This is a robust beech wood derby cane, distinguished by its rich burgundy colour on some and lighter, fresh beech colours on others. Practical for everyday use, it is also smart enough for dressier occasions.


The overall height is 92cm (36") and fitted with a non-slip rubber ferrule. Ferrule diameter 19mm.

Item weight is 355g.


A classic everyday walking stick for those requiring support and balance. The derby handle offers excellent support to the hand and may be hooked over the arm when not in use.

Overall height 87cm (34"). Fitted with a rubber ferrule. Ferrule diameter 16mm.

Item weight is 310g.

The Derby Style

Reputedly the invention of an earlier Lord Derby, who wanted a supportive walking stick that he could also hook over his arm, this style provides excellent support and can be held in either hand. The user’s weight is carried directly over the shaft of this stick. Their cane is supported as it can neither slip forward nor back. The sides of the derby handle should be rounded for comfort, not flat-sided. One of the most popular handles for the walking stick user in need of light to middling support and balance. Variations include the Melbourne Derby, which has a more rounded shape and a petite derby handle.

About Classic Canes

Classic Canes grows rustic walking sticks in its Somerset woodland using the centuries-old forestry technique of coppicing.
Native British hardwoods such as ash, hazel and blackthorn are cut off to a height of approximately 120cm from the ground.  New shoots result and take three to four years to grow to the correct diameter for walking sticks such as hiking staffs, thumbsticks and knobsticks.
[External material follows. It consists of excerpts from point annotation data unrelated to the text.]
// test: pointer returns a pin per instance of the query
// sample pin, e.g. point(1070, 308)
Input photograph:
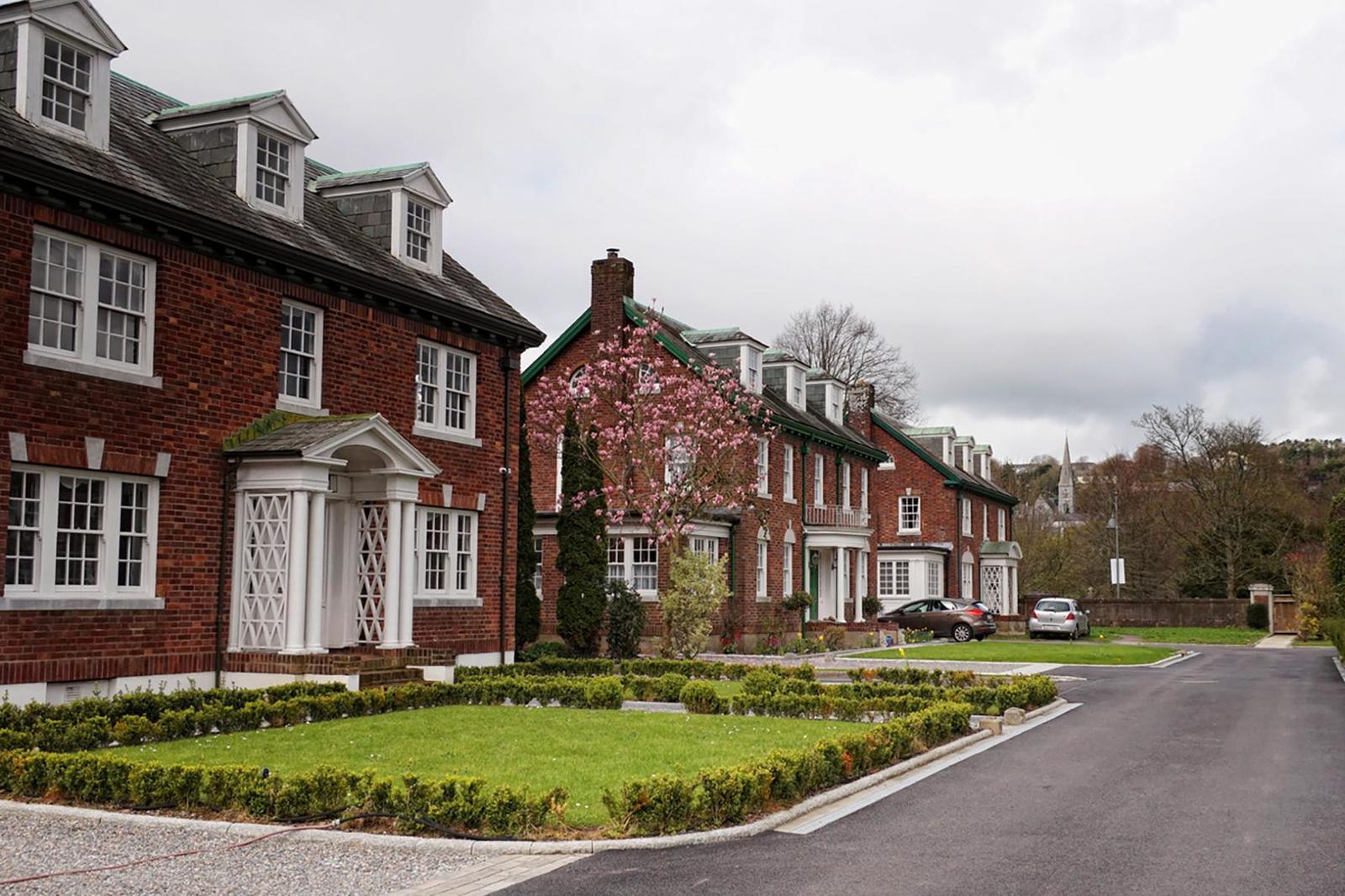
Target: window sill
point(293, 407)
point(40, 603)
point(84, 367)
point(419, 430)
point(446, 602)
The wood is harvested in the winter when the sap is down in the trees, before being dried for at least a year to remove the moisture from the wood. 
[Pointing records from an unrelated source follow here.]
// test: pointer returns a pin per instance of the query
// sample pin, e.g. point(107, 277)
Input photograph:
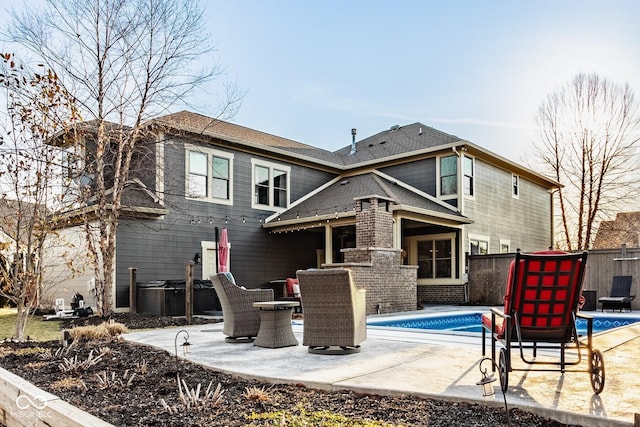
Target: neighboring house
point(289, 206)
point(623, 230)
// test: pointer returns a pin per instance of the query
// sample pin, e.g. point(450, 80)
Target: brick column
point(374, 223)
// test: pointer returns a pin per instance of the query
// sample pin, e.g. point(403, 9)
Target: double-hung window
point(271, 185)
point(209, 175)
point(449, 175)
point(515, 186)
point(478, 245)
point(434, 255)
point(468, 170)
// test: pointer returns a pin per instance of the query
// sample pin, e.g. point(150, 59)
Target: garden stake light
point(186, 346)
point(486, 382)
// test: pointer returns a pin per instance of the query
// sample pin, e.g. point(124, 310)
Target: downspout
point(353, 141)
point(463, 240)
point(551, 220)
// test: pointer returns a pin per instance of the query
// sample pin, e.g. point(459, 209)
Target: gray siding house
point(289, 206)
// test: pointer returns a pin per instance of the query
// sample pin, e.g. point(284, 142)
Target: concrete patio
point(432, 365)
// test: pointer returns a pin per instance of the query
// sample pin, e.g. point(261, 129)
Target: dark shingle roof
point(624, 229)
point(215, 128)
point(396, 141)
point(338, 198)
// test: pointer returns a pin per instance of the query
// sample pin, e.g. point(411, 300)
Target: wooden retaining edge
point(25, 405)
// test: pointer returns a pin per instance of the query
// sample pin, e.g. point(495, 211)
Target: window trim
point(210, 153)
point(271, 166)
point(479, 238)
point(507, 243)
point(515, 186)
point(411, 243)
point(473, 177)
point(439, 178)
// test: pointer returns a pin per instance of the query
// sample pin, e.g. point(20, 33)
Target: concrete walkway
point(432, 365)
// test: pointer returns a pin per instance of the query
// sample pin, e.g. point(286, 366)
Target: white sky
point(315, 69)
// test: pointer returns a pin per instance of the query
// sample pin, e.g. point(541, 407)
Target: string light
point(334, 212)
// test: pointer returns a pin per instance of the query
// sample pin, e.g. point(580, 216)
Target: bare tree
point(124, 61)
point(588, 143)
point(34, 108)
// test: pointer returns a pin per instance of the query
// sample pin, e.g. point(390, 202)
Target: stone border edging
point(23, 404)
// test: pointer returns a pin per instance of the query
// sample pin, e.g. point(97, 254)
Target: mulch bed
point(108, 391)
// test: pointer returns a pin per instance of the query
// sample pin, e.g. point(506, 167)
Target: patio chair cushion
point(292, 287)
point(508, 299)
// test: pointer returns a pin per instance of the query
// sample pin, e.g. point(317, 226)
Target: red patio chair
point(540, 310)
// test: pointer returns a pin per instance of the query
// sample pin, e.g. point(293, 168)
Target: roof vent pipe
point(353, 141)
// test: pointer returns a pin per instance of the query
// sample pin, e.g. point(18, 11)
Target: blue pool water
point(470, 322)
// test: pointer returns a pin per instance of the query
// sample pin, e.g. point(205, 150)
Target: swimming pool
point(471, 322)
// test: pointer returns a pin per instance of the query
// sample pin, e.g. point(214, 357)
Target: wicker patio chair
point(241, 318)
point(541, 306)
point(335, 319)
point(620, 297)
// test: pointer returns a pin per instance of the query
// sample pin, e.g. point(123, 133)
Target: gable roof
point(393, 145)
point(198, 124)
point(398, 140)
point(622, 230)
point(336, 199)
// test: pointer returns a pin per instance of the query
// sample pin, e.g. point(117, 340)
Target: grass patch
point(37, 329)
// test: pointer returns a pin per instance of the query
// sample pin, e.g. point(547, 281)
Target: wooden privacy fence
point(488, 274)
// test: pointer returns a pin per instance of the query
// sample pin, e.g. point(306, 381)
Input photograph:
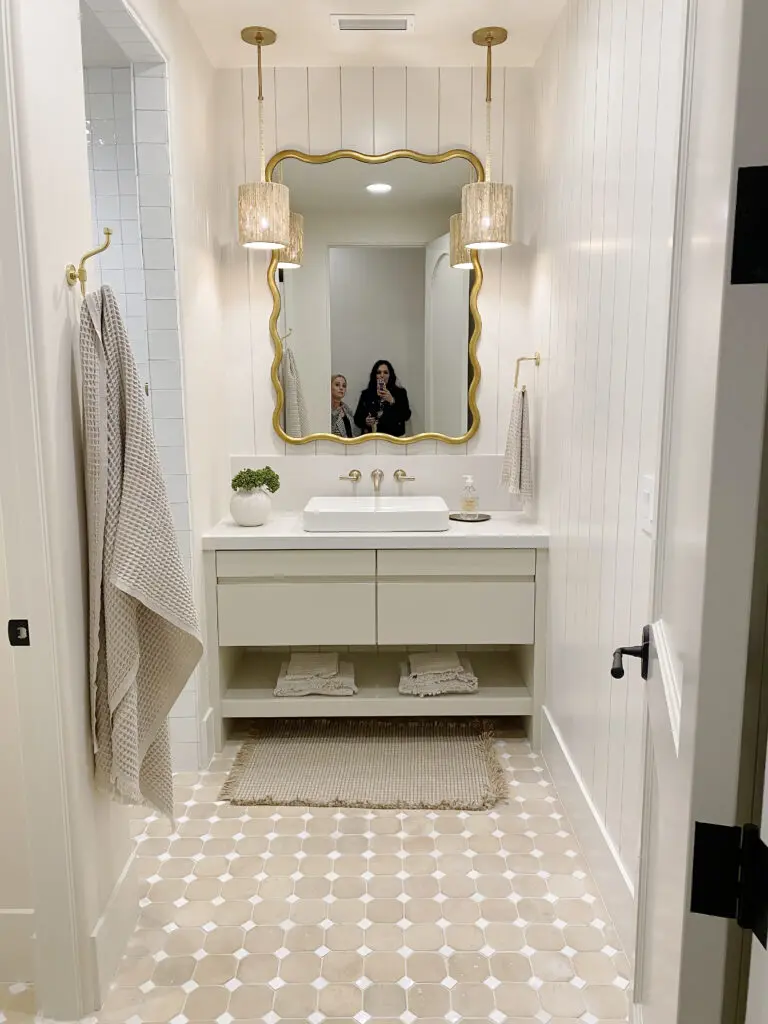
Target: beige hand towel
point(144, 637)
point(339, 685)
point(516, 470)
point(311, 665)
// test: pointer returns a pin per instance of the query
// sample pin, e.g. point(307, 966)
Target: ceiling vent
point(373, 23)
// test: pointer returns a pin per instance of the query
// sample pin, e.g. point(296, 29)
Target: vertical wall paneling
point(389, 109)
point(607, 94)
point(422, 109)
point(291, 109)
point(325, 109)
point(357, 109)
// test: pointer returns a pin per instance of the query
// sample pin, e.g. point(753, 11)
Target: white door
point(708, 506)
point(757, 1007)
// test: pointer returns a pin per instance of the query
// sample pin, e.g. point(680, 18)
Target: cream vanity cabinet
point(373, 602)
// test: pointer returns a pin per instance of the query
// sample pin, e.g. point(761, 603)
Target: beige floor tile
point(340, 1000)
point(251, 1001)
point(339, 912)
point(384, 1000)
point(342, 967)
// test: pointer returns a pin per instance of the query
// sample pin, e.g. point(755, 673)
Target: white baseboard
point(207, 738)
point(607, 869)
point(16, 946)
point(115, 927)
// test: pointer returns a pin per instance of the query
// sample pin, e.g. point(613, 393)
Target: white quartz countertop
point(505, 529)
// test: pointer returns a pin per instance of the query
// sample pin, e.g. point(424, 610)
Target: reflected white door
point(446, 341)
point(709, 489)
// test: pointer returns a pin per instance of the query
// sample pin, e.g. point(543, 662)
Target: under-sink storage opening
point(504, 677)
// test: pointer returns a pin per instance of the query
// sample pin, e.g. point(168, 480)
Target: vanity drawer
point(306, 612)
point(466, 562)
point(276, 564)
point(456, 612)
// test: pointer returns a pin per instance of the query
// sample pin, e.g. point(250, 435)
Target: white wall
point(607, 98)
point(16, 898)
point(369, 323)
point(373, 111)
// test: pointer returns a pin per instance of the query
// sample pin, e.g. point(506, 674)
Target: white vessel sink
point(375, 515)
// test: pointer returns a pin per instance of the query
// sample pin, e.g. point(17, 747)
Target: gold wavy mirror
point(375, 328)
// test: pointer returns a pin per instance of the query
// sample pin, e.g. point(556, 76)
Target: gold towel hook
point(537, 357)
point(75, 274)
The sticks are then steamed and straightened before being hand sanded, varnished and fitted with ferrules to become finished walking sticks. Each one is unique.
Coppicing has many ecological benefits.  The wood constantly renews itself so there is no need for clear felling or replanting.  The system allows light to reach the forest floor, encouraging native wildflowers and the fauna that depend on them.